Классический натурализм предлагал читателю, воспитанному в духе обожествления науки и прогресса, иллюзию «научного», всестороннего и системного объяснения мира. Натуралистическое произведение льстит интеллектуально-познавательным стремлениям читателя, создает утешительную иллюзию овладения миром в слове, а такое «литературное» присвоение мира отвечает глубинным запросам буржуазной личности, вот почему подобный тип творчества обнаружил поразительную устойчивость во времени, он продуктивен и популярен по сей день.
Подъем статуса литературы в общественном сознании естественно сопровождался изменением общественного положения литератора. Если еще в XVIII веке писатель был зависим от покровителя-мецената, и даже Вольтера могли избить слуги обиженного им аристократа, то в демократическом XIX веке автор становится зависим от своей репутации, от мнения читателя. С нашей точки зрения, на художника все больше начинают давить законы рынка, а с точки зрения современников, писатель приобретает личную независимость, автономность, что также способствовало становлению представления о литературе как о ядре культуры Логоса, высшем продукте духовной деятельности человека. В этом процессе трансформаций социальных функций литературы отразились бурные преобразования во всех сферах молодого капиталистического общества.
Вернемся, однако, еще раз к последствиям реформ в сфере образования, поскольку оно затрагивает всех членов общества и является, наряду с семьей, главным инструментом нормализации и социализации личности, важнейшей частью культурных механизмов социума. К середине XIX века образование стало самым доступным и распространенным средством социальной мобильности. При этом в национальных системах европейского образования доля классического филологического образования, требующего знания древних языков и античной философии, неуклонно сокращалась, а в учебных заведениях нового типа – политехникумах и реальных училищах – гуманитарная составляющая образования оказалась представлена не латынью и греческим, как это было принято в гимназиях и университетах, а курсами по новой дисциплине – истории национальной литературы.
С точки зрения традиционалистов, эта вынужденная замена свидетельствовала о понижении уровня образования, но, с другой стороны, обязательное массовое изучение национальных литератур способствовало росту их престижа. Знание уже не только античного, но и европейского литературного канона, умение к месту процитировать в разговоре поэтическую строку или известный афоризм стало знаком принадлежности человека к образованному, т.е. привилегированному, слою. Тем самым повышалась и социальная ценность литературы, в отношении к ней появилось новое измерение: литература утвердилась как «сокровищница человеческой мудрости», как музей высших достижений человеческого духа, запечатленных в слове.

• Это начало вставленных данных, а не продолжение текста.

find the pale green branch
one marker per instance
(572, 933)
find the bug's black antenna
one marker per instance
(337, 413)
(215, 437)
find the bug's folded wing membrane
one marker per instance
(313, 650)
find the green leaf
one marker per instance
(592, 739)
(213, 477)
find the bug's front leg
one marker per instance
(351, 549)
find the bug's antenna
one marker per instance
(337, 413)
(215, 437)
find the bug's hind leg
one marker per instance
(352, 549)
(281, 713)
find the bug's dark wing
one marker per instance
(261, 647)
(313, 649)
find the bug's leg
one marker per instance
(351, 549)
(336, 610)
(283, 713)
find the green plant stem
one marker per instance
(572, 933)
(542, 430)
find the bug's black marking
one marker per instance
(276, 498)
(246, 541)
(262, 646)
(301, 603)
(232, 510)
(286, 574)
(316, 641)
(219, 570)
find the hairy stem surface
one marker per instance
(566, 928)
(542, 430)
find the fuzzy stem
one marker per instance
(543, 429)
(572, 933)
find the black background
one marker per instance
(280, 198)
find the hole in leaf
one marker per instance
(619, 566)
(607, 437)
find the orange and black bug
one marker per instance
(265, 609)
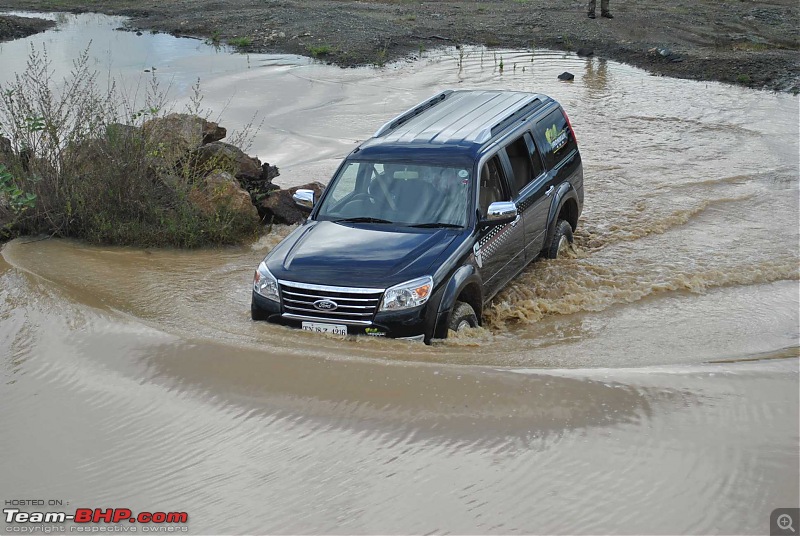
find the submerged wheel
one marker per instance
(256, 312)
(562, 239)
(462, 317)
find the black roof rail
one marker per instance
(412, 112)
(518, 115)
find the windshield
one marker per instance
(405, 194)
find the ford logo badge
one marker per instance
(326, 305)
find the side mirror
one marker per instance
(304, 198)
(500, 212)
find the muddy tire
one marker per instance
(562, 239)
(462, 317)
(256, 312)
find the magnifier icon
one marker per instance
(785, 522)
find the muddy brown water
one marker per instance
(648, 384)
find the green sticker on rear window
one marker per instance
(556, 139)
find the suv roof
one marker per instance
(465, 120)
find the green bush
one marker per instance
(79, 165)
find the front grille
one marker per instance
(355, 306)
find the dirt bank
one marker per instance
(744, 42)
(17, 27)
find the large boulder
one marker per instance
(173, 136)
(279, 207)
(225, 157)
(221, 190)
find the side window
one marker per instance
(346, 183)
(536, 158)
(519, 157)
(492, 187)
(560, 141)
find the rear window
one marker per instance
(559, 139)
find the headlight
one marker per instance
(265, 283)
(407, 295)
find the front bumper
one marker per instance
(415, 324)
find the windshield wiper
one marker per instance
(437, 224)
(362, 219)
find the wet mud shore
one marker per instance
(12, 27)
(753, 44)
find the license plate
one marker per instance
(336, 329)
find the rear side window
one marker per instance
(559, 141)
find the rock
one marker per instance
(213, 132)
(223, 156)
(173, 136)
(665, 54)
(221, 190)
(177, 134)
(6, 151)
(279, 207)
(117, 132)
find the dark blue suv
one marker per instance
(426, 221)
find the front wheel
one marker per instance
(562, 239)
(463, 317)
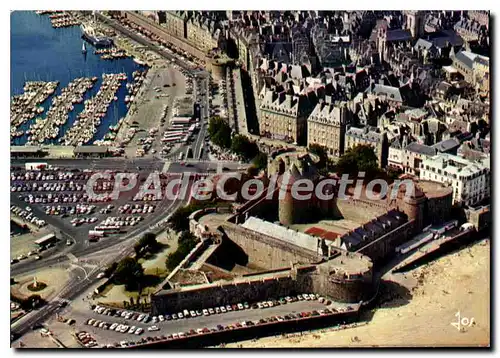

Все эти привнесенные капиталистическим обществом в литературный процесс черты к исходу XIX века стали восприниматься как естественные, искони присущие литературе: ее статус исключительного, привилегированного культурного объекта утратил новизну и перестал связываться с романтической революцией; появление массового читателя повлекло за собой зарождение рынка массовой литературы, книга из предмета роскоши, каким она всегда была ранее, превратилась во вполне доступный товар.
В самой литературе конкурировали две равно разработанные, укорененные поэтические системы: романтизм, воплощавший иррациональное представление о мире и человеке, бескомпромиссно-критичный по отношению к буржуазной действительности с ее рационализмом, и натурализм, больше соответствовавший господствующему духу позитивизма и прогресса. Писатели XX века будут опираться на эти сложившиеся в XIX веке и ставшие автоматическими, неосознанными представления о задачах и возможностях литературы, и одновременно полемизировать с ними, предлагая иногда самые радикальные решения в опровержении этих привычных представлений, унаследованных от предыдущего века.
Предвестия литературы XX века в XIX столетии связаны в большей степени с романтической традицией, но новое качество возникнет вне рамок литературы среднего класса. Подчеркнем, что западный средний класс составлял ничтожное меньшинство населения планеты. Для огромного же большинства карты истории легли не столь благополучно. Пусть это большинство было бессильно влиять на ход событий и даже не могло выразить свою точку зрения, оно копило недовольство, глухой ропот которого был больше доступен чуткому слуху художников, чем позитивизму социологов. Эти подспудные подвижки социальной магмы проявились раньше всего в искусстве конца XIX века, в живописи импрессионизма и постимпрессионизма, в музыкальной драме Рихарда Вагнера, в творчестве тех писателей, которые почувствовали, что под незыблемым монолитом европейского буржуазного мира, под его трезвыми, монотонными буднями кроется извечный драматизм человеческого существования, зарождается опасно непредсказуемое будущее.